I think the third key lesson that we have learned, especially in doing a lot of the community-based work over the last few years, is that we have to meet people where they are. Progress and improved outcomes only moves at the speed of trust. Working with trusted community partners, identifying who those partners are, and then ensuring we have a collaborative approach with them, really allows us to meet our members' needs in the best way possible.
Q: There's been a lot of conversation about food insecurity and food as medicine programs. What are Health Net's current programs in this area, and will this become a bigger focus in the future?
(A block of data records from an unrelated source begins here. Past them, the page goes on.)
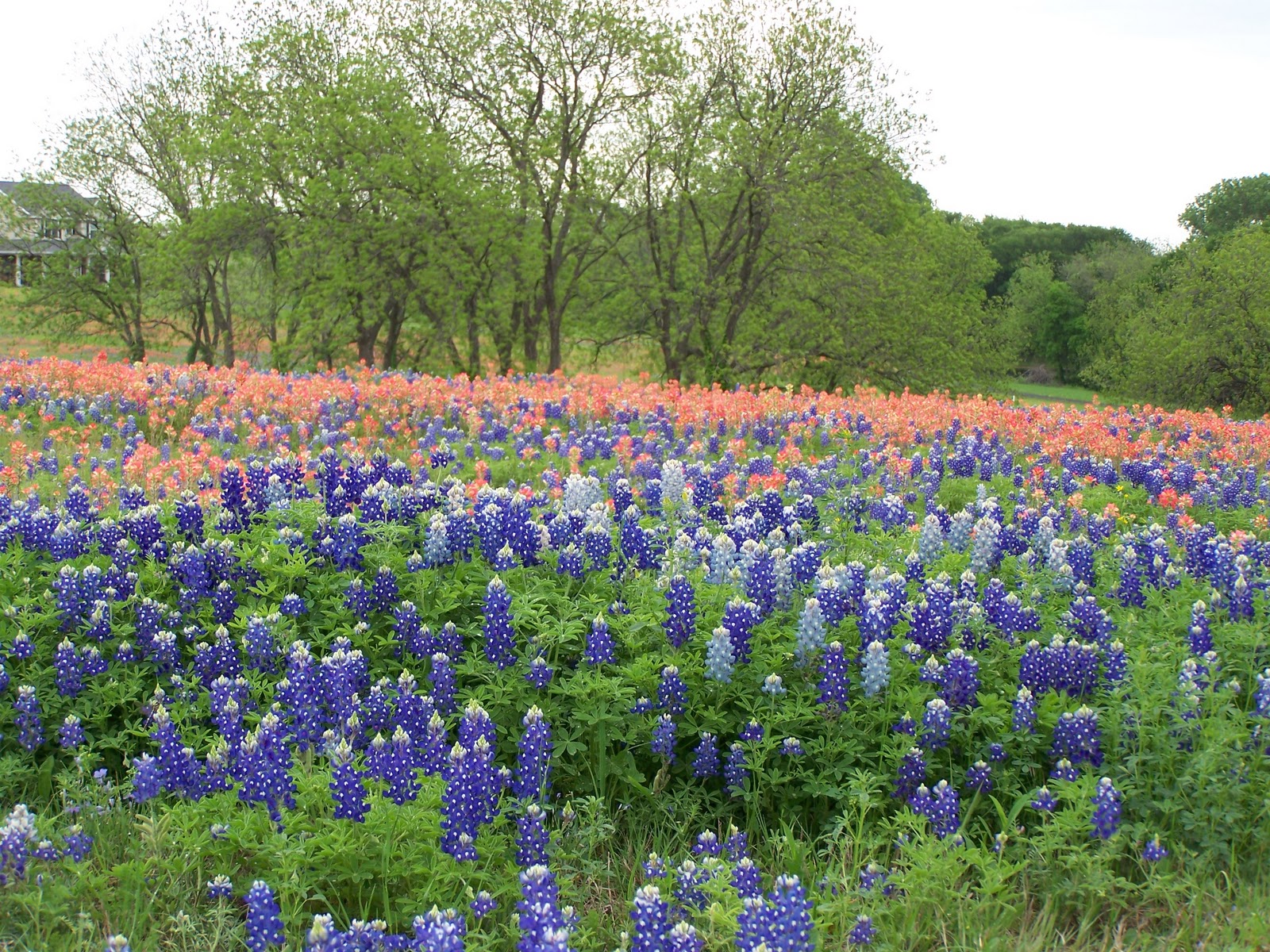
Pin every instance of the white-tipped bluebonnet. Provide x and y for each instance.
(264, 918)
(736, 770)
(911, 774)
(1077, 738)
(600, 643)
(651, 920)
(810, 631)
(220, 888)
(499, 634)
(346, 784)
(541, 920)
(681, 612)
(672, 693)
(791, 747)
(721, 657)
(863, 932)
(1105, 819)
(531, 837)
(70, 735)
(1024, 717)
(978, 777)
(937, 725)
(876, 668)
(705, 757)
(533, 757)
(664, 738)
(835, 681)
PM: We've been going in a different direction with some of our food pilots and really focusing on families with young children and early childhood support around food, and trying to see what those outcomes are like if we provide more access to fruits and vegetables.
One of our key initiatives is a partnership with Vouchers for Veggies, which is a [University of California-San Francisco]-based food insecurity program, where they come into a community and build networks with local grocery providers. We provide vouchers to increase fruit and vegetable access.
What we've been trying to do is really focused on early childhood support around food to see if that makes a difference and see what the outcomes are like, what the uptake is like, and see if that's something that we might be able to expand in the future.
Q: Where do you hope you're able to make strides in the next year, or five years, in health equity?
PM: We're working hand-in-hand with the state to transform and enhance Medi-Cal, and we're one of their key partners in CalAIM, which is California Advancing and Innovating in Medi-Cal.
This program is focused on transforming and strengthening Medi-Cal to increase more equitable care for all Californians and maximizing their health. From our implementation in January of this year, we have learned several lessons, and we'll continue to expand on these lessons as we move forward over the next few years.
Some of our key lessons are that we have to partner extensively with community partners and providers. This effort is a really big lift. We have to be able to support new organizations who haven't necessarily worked with a plan before. So that partnership is something that we are planning on continuing to drive forward.